Le chef d'œuvre
Être compagnon, c’est mériter un titre et la reconnaissance de ses pairs. Cela suppose d’abord d’être un ouvrier compétent dans son métier. Le candidat doit donc le prouver en fabriquant un chef-d’œuvre ou travail de réception.
Le mot de « maquette » s’est imposé depuis quelques années, bien qu’il ne reflète pas exactement la nature de ce travail. En effet, il s’agit pour le futur compagnon de réaliser un objet de dimensions variables et qui n’est pas forcément le modèle réduit d’un objet utilitaire. Les chefs-d’œuvre de réception sont, par exemple, pour un menuisier, une maquette d’escalier variant de quelques dizaines de centimètres de hauteur à un ou deux mètres.
De plus, le jeune ouvrier s’efforcera de prouver par ce travail qu’il connaît parfaitement les coupes et les assemblages, en compliquant la forme de l’escalier de telle façon qu’il ne serait pas réellement réalisable grandeur nature aussi parfait que possible, tel celui du compagnon serrurier Ange le Dauphiné (1809), dérobé à Marseille vers 1942.
Un jeune cordonnier a réalisé il y a quelques années quatre chaussures de modèles différents cousues sur une semelle unique, d’où un objet techniquement parfait, esthétique et original mais évidemment inadapté à un usage pratique. Parfois le chef-d’œuvre consiste à confectionner un travail grandeur nature, qui s’incorporera dans la maison des compagnons (une porte, une partie de couverture, le pavage d’une salle en pierre de taille…).
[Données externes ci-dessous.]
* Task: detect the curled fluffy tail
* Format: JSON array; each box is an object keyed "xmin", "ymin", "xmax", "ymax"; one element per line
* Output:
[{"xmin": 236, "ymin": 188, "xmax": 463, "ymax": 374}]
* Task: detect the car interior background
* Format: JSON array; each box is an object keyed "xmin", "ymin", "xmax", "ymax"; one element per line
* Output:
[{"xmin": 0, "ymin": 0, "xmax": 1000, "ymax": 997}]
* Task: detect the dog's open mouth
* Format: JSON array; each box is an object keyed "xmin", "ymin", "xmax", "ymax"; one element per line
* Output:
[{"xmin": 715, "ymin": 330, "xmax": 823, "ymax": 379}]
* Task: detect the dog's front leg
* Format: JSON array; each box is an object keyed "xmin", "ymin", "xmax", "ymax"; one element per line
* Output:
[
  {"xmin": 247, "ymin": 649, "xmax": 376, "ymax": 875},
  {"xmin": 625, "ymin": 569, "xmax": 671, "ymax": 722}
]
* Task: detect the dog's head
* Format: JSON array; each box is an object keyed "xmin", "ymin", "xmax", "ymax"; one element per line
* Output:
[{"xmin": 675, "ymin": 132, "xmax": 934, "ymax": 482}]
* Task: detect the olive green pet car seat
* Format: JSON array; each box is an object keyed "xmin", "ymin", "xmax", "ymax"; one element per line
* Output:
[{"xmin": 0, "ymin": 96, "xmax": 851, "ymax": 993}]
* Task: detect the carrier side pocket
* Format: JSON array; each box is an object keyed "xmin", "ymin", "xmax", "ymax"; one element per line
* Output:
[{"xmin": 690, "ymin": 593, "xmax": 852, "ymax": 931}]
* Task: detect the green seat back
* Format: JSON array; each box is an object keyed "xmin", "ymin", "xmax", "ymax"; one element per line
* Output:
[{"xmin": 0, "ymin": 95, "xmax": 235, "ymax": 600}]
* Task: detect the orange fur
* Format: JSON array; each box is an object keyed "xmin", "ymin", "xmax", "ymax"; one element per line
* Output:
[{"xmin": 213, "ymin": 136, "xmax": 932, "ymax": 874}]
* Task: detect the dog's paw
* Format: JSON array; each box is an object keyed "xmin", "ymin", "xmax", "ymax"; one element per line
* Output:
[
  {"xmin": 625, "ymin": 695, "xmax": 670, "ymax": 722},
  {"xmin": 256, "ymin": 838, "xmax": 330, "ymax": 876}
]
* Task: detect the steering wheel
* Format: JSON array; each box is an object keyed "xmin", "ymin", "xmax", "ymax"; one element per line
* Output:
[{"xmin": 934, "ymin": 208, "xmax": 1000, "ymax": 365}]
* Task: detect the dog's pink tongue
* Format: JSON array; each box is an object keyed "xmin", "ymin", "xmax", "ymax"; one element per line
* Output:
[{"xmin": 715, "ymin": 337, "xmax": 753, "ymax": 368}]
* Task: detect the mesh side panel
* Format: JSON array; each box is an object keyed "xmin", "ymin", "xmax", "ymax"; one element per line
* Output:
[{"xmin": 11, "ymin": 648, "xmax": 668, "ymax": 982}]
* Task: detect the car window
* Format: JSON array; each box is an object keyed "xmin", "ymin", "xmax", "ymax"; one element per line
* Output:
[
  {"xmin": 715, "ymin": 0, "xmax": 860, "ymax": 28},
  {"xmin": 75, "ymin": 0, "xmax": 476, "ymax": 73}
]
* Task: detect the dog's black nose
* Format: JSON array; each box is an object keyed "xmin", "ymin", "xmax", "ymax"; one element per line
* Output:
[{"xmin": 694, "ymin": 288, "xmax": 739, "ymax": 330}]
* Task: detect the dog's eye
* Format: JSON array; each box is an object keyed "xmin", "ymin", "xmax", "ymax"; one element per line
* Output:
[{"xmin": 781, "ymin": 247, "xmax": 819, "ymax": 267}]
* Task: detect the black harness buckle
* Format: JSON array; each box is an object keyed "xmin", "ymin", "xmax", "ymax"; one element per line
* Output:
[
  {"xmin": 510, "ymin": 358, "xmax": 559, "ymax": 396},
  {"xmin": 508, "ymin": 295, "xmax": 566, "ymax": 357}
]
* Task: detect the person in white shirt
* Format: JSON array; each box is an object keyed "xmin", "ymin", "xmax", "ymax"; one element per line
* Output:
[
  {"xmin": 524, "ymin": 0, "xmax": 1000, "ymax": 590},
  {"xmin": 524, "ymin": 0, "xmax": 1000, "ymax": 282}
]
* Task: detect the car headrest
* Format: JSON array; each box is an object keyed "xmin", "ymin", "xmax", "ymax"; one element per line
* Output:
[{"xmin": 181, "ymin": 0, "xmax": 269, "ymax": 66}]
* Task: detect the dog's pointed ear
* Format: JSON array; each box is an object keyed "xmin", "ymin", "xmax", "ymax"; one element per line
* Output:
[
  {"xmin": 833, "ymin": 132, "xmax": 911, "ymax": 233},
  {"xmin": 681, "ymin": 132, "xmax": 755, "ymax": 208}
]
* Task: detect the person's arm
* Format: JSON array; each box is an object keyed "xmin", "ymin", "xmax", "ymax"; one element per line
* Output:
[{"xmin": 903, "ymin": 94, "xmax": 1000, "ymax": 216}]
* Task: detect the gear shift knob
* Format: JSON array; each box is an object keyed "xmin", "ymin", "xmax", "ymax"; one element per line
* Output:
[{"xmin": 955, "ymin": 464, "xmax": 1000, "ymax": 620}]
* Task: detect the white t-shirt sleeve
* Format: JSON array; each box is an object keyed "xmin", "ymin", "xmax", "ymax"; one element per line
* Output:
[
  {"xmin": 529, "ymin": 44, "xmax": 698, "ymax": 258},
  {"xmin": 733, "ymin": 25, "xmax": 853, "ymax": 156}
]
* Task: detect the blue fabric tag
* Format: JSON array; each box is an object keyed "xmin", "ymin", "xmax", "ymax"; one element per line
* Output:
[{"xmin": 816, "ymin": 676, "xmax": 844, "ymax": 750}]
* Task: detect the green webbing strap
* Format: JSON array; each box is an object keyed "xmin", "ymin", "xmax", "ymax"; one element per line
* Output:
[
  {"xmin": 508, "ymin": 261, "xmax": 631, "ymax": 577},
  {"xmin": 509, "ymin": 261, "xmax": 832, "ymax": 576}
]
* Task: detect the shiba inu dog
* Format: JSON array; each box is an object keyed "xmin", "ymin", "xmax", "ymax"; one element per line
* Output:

De ce type sont aussi les chefs-d’œuvre des boulangers, pâtissiers et cuisiniers, qui doivent respecter les règles de la cuisson, être beaux et appétissants, témoigner de la maîtrise du mélange des ingrédients…et être bons au goût, car ils sont dégustés.
La finalité du chef-d’œuvre reste toujours la même : prouver que l’on connaît son métier. Il est examiné par les autres compagnons qui en font une critique sévère à la mesure des exigences attachées au titre de compagnon. Cette épreuve précède les cérémonies d’adoption puis de réception.
On distingue plusieurs catégories de chefs-d’œuvre, dont le dénominateur commun est toujours d’être un objet unique, remarquable, aussi abouti que possible. Le chef-d’œuvre ou travail de réception précède l’admission à l’état de compagnon. Celui d’adoption, à l’état d’aspirant. Les chefs-d’œuvre de compétition et de défi appartiennent au passé : lorsque deux associations de même métier mais d’origine différente voulaient s’évincer pour s’assurer le monopole de l’embauche dans une ville, elles organisaient un concours. Un ou plusieurs compagnons désignés par chaque société devaient réaliser un chef-d’œuvre aussi parfait que possible, comme ce fut le cas à Marseille chez les compagnons serruriers en 1808-1809.
Il existe aussi des chefs-d’œuvre confectionnés par des compagnons pour le seul plaisir de vaincre les difficultés, en guise de passe-temps. D’autres ont été conçus au XIXe siècle pour affirmer la valeur du Compagnonnage dans une ville : ils étaient présentés lors des expositions professionnelles et promenés dans les rues de la ville lors de la fête patronale (chez les charpentiers, couvreurs, charrons et menuisiers). Certains chefs-d’œuvre ont été réalisés pour remercier des bienfaiteurs. D’autres encore pour accéder au titre de Meilleur Ouvrier de France.